Good information for those that are unaware how these interventions work against the birthing process.

I am not anti-hospital birth, but it is important for women who choose to birth in a hospital (or for whom that is the only choice) to know what to expect.

As a sidenote: hospitals/ob practices that employ midwives will not automatically support natural choices. Be sure to ask lots of questions ahead of time if that is your wish (we found out 35 weeks in that despite the having an OB who employed Nurse Midwives, they did NOT agree with us on many important matters, and as a result, we switched to a midwife and home birth).

BabyMama said...

Using a midwife can help, but if its a "hospital midwife" I think she may be a lot closer to the MD model of birth than you think. My midwife was big on natural talk & agreeing to my birthplan in her office, but on the big day I felt very surprised at how medical things became very quickly. In the end I was very glad to be in the hospital, I truly believe I needed the pitocin & oxygen to succeed, but i definitely felt like I was thrown into keytone tests, IVs, excessive temperature & fetal monitoring, & positions convenient to the staff more than my comfort as soon as I stepped through the doors.

Ginger said...

I'm so grateful I've been able to have all homebirths. Two months away from my 5th homebirth; 3rd waterbirth. So very grateful.

Jessie Roberts said...

What a wonderful post. Many women go into hospital birth wanting as natural of an experience as possible, but are unaware of how these seemingly harmless practices lead them toward a more medicalized birth.

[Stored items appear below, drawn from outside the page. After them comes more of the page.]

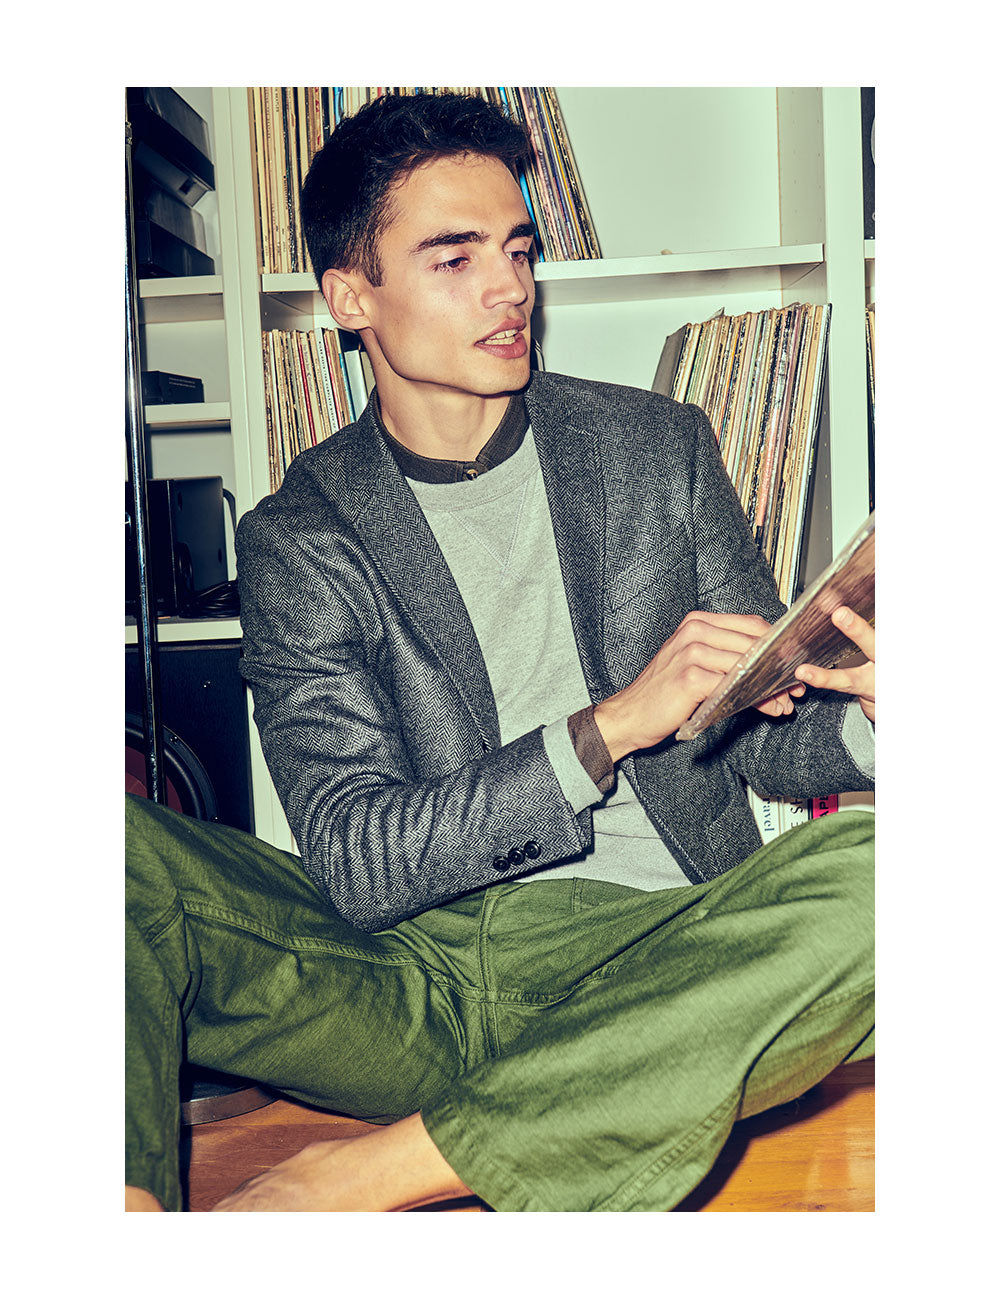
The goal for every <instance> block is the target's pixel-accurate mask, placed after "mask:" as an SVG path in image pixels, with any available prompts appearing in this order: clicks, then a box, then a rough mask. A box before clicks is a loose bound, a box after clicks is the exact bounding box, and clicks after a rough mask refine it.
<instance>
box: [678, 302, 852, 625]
mask: <svg viewBox="0 0 1000 1300" xmlns="http://www.w3.org/2000/svg"><path fill="white" fill-rule="evenodd" d="M830 315H831V307H830V304H828V303H827V304H810V303H793V304H792V305H791V307H784V308H771V309H769V311H762V312H745V313H744V315H741V316H724V315H723V313H722V312H719V313H718V315H717V316H714V317H713V318H711V320H707V321H704V322H702V324H697V325H685V326H684V328H683V329H680V330H678V331H676V334H672V335H671V337H670V338H668V339H667V342H666V346H664V348H663V355H662V357H661V363H659V367H658V369H657V377H655V380H654V381H653V387H654V389H655V390H657V391H659V393H666V394H667V395H668V396H672V398H675V399H676V400H679V402H693V403H694V404H696V406H700V407H701V408H702V409H704V411H705V413H706V415H707V417H709V421H710V422H711V426H713V429H714V430H715V437H717V439H718V442H719V451H720V454H722V459H723V463H724V465H726V469H727V472H728V474H730V478H731V480H732V482H733V486H735V487H736V491H737V495H739V498H740V503H741V506H743V508H744V511H745V512H746V519H748V521H749V524H750V528H752V529H753V533H754V537H756V538H757V542H758V545H759V547H761V551H762V552H763V555H765V558H766V559H767V563H769V564H770V565H771V569H772V572H774V576H775V580H776V582H778V591H779V594H780V597H782V599H783V601H784V602H785V603H791V601H792V599H793V597H795V594H796V588H797V584H798V565H800V559H801V549H802V533H804V530H805V512H806V504H808V500H809V484H810V477H811V468H813V456H814V454H815V441H817V432H818V428H819V416H821V408H822V394H823V380H824V376H826V356H827V341H828V335H830Z"/></svg>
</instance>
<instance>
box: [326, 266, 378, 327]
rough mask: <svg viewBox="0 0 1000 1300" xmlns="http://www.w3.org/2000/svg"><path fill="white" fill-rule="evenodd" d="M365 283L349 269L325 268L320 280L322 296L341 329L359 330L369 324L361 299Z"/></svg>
mask: <svg viewBox="0 0 1000 1300" xmlns="http://www.w3.org/2000/svg"><path fill="white" fill-rule="evenodd" d="M365 283H367V281H364V279H363V278H360V277H358V276H356V274H354V273H351V272H347V270H324V273H322V279H321V281H320V285H321V287H322V296H324V298H325V300H326V305H328V307H329V309H330V316H333V318H334V321H336V322H337V324H338V325H339V326H341V329H350V330H355V331H359V330H362V329H363V328H364V326H365V325H368V324H369V321H368V316H367V315H365V312H364V308H363V305H362V299H360V295H362V292H363V290H364V285H365Z"/></svg>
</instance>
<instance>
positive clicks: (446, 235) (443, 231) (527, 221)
mask: <svg viewBox="0 0 1000 1300" xmlns="http://www.w3.org/2000/svg"><path fill="white" fill-rule="evenodd" d="M523 238H528V239H533V238H534V226H533V225H532V222H531V221H521V222H519V224H518V225H516V226H512V227H511V230H510V233H508V234H507V238H506V239H505V240H503V242H505V243H507V242H508V240H510V239H523ZM488 239H489V235H488V234H486V233H485V231H482V230H440V231H438V233H437V234H436V235H428V238H427V239H421V240H420V243H419V244H414V247H412V248H411V250H410V255H411V256H415V255H416V253H420V252H427V250H428V248H442V247H447V246H450V244H459V243H486V240H488Z"/></svg>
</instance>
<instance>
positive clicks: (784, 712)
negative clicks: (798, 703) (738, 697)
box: [754, 686, 805, 718]
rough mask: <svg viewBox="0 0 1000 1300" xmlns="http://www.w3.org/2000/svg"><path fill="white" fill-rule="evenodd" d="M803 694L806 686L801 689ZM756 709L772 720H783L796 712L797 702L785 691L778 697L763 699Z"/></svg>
mask: <svg viewBox="0 0 1000 1300" xmlns="http://www.w3.org/2000/svg"><path fill="white" fill-rule="evenodd" d="M801 692H802V693H804V692H805V686H802V688H801ZM754 708H757V710H759V712H762V714H769V715H770V716H771V718H783V716H787V715H788V714H793V712H795V702H793V699H792V695H791V692H788V690H783V692H780V693H779V694H778V695H771V697H770V699H762V701H761V702H759V703H757V705H754Z"/></svg>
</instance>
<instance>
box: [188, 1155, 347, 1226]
mask: <svg viewBox="0 0 1000 1300" xmlns="http://www.w3.org/2000/svg"><path fill="white" fill-rule="evenodd" d="M355 1141H359V1139H358V1138H336V1139H330V1140H329V1141H315V1143H309V1145H308V1147H303V1149H302V1151H300V1152H296V1154H294V1156H290V1157H289V1158H287V1160H282V1161H281V1164H280V1165H274V1167H273V1169H265V1170H264V1173H263V1174H255V1175H254V1178H248V1179H247V1180H246V1183H241V1184H239V1187H237V1190H235V1191H234V1192H230V1193H229V1196H224V1197H222V1200H221V1201H218V1203H217V1204H216V1205H213V1206H212V1210H213V1212H215V1210H220V1212H222V1213H231V1212H235V1210H346V1209H352V1208H354V1206H350V1205H345V1204H338V1200H339V1199H341V1197H338V1191H341V1196H342V1195H343V1193H342V1187H343V1182H345V1177H343V1174H346V1170H345V1171H343V1173H342V1175H341V1177H338V1167H339V1164H341V1162H338V1161H337V1160H336V1156H337V1151H338V1148H342V1147H350V1145H352V1144H354V1143H355Z"/></svg>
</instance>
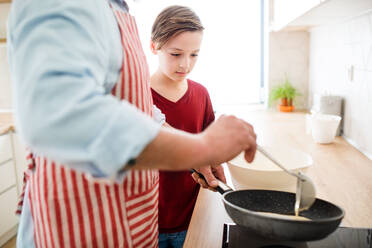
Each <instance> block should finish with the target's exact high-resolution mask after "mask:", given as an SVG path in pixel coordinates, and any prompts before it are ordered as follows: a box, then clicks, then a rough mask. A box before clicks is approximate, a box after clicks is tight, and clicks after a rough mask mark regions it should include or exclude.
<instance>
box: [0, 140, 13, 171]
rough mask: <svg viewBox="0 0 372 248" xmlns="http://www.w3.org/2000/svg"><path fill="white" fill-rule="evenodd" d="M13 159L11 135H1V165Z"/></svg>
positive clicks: (0, 140) (0, 162)
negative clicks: (6, 161) (12, 155)
mask: <svg viewBox="0 0 372 248" xmlns="http://www.w3.org/2000/svg"><path fill="white" fill-rule="evenodd" d="M11 158H12V143H11V142H10V135H9V134H4V135H0V165H1V164H2V163H4V162H5V161H7V160H9V159H11Z"/></svg>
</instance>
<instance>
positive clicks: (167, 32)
mask: <svg viewBox="0 0 372 248" xmlns="http://www.w3.org/2000/svg"><path fill="white" fill-rule="evenodd" d="M203 30H204V27H203V25H202V24H201V21H200V19H199V17H198V16H197V15H196V14H195V12H194V11H192V10H191V9H190V8H188V7H185V6H179V5H173V6H169V7H167V8H165V9H164V10H163V11H162V12H160V14H159V15H158V16H157V17H156V19H155V22H154V24H153V25H152V30H151V40H152V41H153V42H154V43H155V44H156V47H155V49H157V50H159V49H161V48H162V47H163V46H164V44H165V43H167V41H168V40H169V39H170V38H172V37H173V36H176V35H178V34H180V33H183V32H186V31H203Z"/></svg>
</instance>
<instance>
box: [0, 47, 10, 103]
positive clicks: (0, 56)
mask: <svg viewBox="0 0 372 248" xmlns="http://www.w3.org/2000/svg"><path fill="white" fill-rule="evenodd" d="M11 95H12V94H11V85H10V74H9V65H8V62H7V51H6V46H5V43H0V109H4V108H5V109H9V108H11V105H12V100H11Z"/></svg>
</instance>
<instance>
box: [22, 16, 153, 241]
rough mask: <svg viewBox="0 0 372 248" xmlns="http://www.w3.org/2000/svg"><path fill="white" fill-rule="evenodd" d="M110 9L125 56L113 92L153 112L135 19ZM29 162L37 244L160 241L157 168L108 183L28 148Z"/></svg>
mask: <svg viewBox="0 0 372 248" xmlns="http://www.w3.org/2000/svg"><path fill="white" fill-rule="evenodd" d="M113 11H114V14H115V17H116V19H117V22H118V25H119V29H120V32H121V41H122V45H123V51H124V56H123V60H124V61H123V65H122V70H121V74H120V77H119V80H118V82H117V84H116V85H115V87H114V88H113V90H112V94H113V95H114V96H116V97H117V98H119V99H122V100H124V99H125V100H127V101H129V102H130V103H131V104H133V105H135V106H136V107H137V108H139V109H140V110H142V111H143V112H145V113H146V114H148V115H152V97H151V91H150V85H149V83H150V75H149V70H148V65H147V62H146V59H145V55H144V52H143V49H142V46H141V43H140V40H139V36H138V30H137V26H136V23H135V20H134V18H133V17H132V16H130V15H129V14H128V13H125V12H123V11H119V10H114V9H113ZM27 161H28V163H29V170H28V171H27V172H26V173H25V179H26V180H25V182H26V183H27V184H28V186H29V191H28V192H29V194H28V195H27V196H25V197H29V199H30V205H31V213H32V218H33V222H34V240H35V244H36V247H157V246H158V185H159V176H158V171H156V170H130V171H128V172H126V174H125V177H124V179H123V181H122V182H112V181H109V180H106V181H104V180H99V179H92V178H91V177H90V176H89V175H87V174H84V173H82V172H80V171H76V170H73V169H71V168H70V167H68V166H64V165H63V164H59V163H57V162H55V161H53V160H51V159H49V158H46V157H41V156H37V155H35V156H34V155H33V154H32V153H31V152H29V153H28V156H27ZM21 205H22V201H21V202H20V207H21Z"/></svg>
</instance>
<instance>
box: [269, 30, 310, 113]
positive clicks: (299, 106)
mask: <svg viewBox="0 0 372 248" xmlns="http://www.w3.org/2000/svg"><path fill="white" fill-rule="evenodd" d="M268 59H269V72H268V87H269V89H268V90H269V92H270V89H271V88H272V87H273V86H274V85H277V84H279V83H282V81H283V80H284V78H285V75H287V76H288V79H289V80H290V82H291V83H292V85H293V86H294V87H295V88H296V89H297V90H299V91H300V93H301V94H302V96H299V97H297V98H296V99H295V102H294V104H295V106H296V108H297V109H306V108H307V102H308V75H309V74H308V72H309V70H308V68H309V33H308V32H306V31H297V32H271V33H270V35H269V58H268Z"/></svg>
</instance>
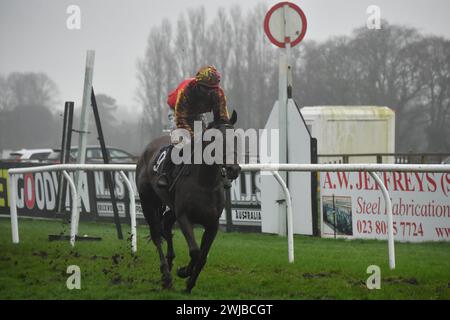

EFM is a practice that is not supported by evidence, but practiced by nearly every hospital. (Sure, not EVERY hospital, but at least 90%) In order to ensure the best outcomes, hospitals and OBs need to be practicing evidenced-based medicine, and EFM (and routine AROM and Pitocin) are NOT evidence-based.

Janie said...

love this post, but yet didn't create a link - hmmmm have no idea how that happened LOL

Ritsumei said...

This is a very useful post! I'm very fortunate - the hospital and OB I've used for my 1st 2 births is awesome. Intermittent monoitoring - often in the tub, even after my water broke, even with an IV because I was GBS+. I've had 2 completely unmedicated births. My husband likes to tease me about how I was bouncing around the room before I finally settled down to push the 2nd one - on my hands and knees on the bed. My doctor and his team are awesome! The nurses weren't so sure about doing it on hands & knees, but the Dr was great!

BUT we're trying to move, and I'm trying to get pregnant again. And my husband is completely uncomfortable with homebirth, so I'll likely have more hospital births, or a birthing center if we can find one. A list like this is sooo useful to me in trying to find another awesome doctor/midwife with a friendly facility to work with. Thank you.